Germany is currently dealing with a giant influx from refugees with a Muslim background. How we deal with tradition and religious laws will be a key question for the refugees who join us, as well as for the “native” population. An American audience might also have registered that Germany deals differently with the Muslim refugees than the rest of Europe. This has lots to do with our history. And opening your house means opening your beliefs and talking “tacheles.”
Did you not worry that people would be put off by the title?
Actually, no. In order to sell an English language production in Frankfurt, we need “catchy titles.” A play like August: Osage County might be wonderful, but it does not say anything to my audience. You can imagine that in the country that started the Holocaust the title Bad Jews is a bit of a shock. We had many discussions about it, but most of our audience (in talk-backs and Q&A) expressed that they were shocked at first, but also intrigued: “What is this about?” I am quite proud that 70 years after the Holocaust it is possible to present Joshua’s piece in Frankfurt (the original home town of Anne Frank) without anybody imagining that we would run an anti-Semitic show.
The Jewish community in Frankfurt has Bad Jews as their number one cultural recommendation on the start page of their website. Which shows again that Jews have a wonderful sense of humour and are very open to self-criticism and reflection.
How was Bad Jews received in Frankfurt?
Our core audience and our sponsors as well as the Jewish community, were very positive. We had amazing revues, also a nice feature on the radio. We have quite a following from the high schools and many teachers did not dare to watch the play with their students, as they felt that it might be too much of a challenge for classes with a mixed cultural background.
We also programmed Bad Jews for the Muslim community in Frankfurt and had Muslim audience, but rather small. We will work on that.

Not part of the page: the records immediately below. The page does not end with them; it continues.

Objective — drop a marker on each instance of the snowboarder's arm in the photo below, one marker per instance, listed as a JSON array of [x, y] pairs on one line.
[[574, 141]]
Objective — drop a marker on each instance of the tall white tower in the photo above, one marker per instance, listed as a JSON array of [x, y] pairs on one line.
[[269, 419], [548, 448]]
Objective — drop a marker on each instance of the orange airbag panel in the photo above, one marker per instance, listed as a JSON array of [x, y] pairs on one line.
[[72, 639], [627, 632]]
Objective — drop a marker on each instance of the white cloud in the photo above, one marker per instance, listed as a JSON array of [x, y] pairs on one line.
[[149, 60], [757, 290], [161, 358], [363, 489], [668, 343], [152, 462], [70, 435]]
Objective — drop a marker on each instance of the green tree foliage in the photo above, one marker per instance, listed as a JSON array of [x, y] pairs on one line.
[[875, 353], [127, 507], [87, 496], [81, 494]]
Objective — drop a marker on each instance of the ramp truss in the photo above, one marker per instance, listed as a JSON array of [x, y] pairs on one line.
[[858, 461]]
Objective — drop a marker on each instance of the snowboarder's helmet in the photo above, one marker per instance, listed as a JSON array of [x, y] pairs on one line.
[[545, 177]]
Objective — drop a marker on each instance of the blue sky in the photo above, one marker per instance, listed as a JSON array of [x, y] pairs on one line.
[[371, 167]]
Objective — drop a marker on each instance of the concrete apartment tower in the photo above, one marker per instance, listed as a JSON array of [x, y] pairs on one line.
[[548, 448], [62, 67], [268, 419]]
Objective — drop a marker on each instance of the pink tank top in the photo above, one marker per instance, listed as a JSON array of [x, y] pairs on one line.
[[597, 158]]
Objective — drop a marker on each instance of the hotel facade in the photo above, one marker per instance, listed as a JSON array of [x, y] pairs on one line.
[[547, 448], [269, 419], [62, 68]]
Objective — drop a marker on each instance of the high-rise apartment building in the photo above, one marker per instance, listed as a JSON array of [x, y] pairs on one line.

Is it not unusual to have an English language theatre in Germany?
Well, there we are back in World War II and Nazi-Germany: Frankfurt is in the middle of Germany and after WWII it was considered to appoint it as the capital of the new German state BRD. The USA army for many years held its European Headquarters in Frankfurt. Since then Frankfurt has developed into the most international city in Germany with the most important financial centre in Europe (European Central Bank) next to London.
Thirty percent of our audience are native English speakers. The other seventy percent are Germans that work for international companies or are students […] We aim to be more than a theatre; we strive to be a “meeting point in the heart of Frankfurt” for the international community and its German friends. Poetry Slams, readings, panel discussions, the US election night — all this has a home base at the ETF in Frankfurt.
How did the co-production with Santa Barbara come about?
For financial reasons it is in general much easier for the ETF to produce in the UK and transfer the productions from there. Bad Jews is so very Jewish American that it would have been really difficult to cast the show in the UK. Jonathan Fox, the artistic director of the Ensemble Theatre in Santa Barbara, has directed for us several plays and had the show on his playlist in Santa Barbara. The dates worked out fine and it was therefore easy to bring the finished production to Frankfurt. Only the set did not come from the USA; it was built in Frankfurt.
What comes next?
We have taken a shot at the American Dream with the current season. Next year we will be strictly British and present three German premieres of UK plays. We do hope to present more American plays in the following season; if possible also in co-production.
P.S. We would again like to thank Oi Va Voi for their support for the Identity Trailer of the English Theatre Frankfurt.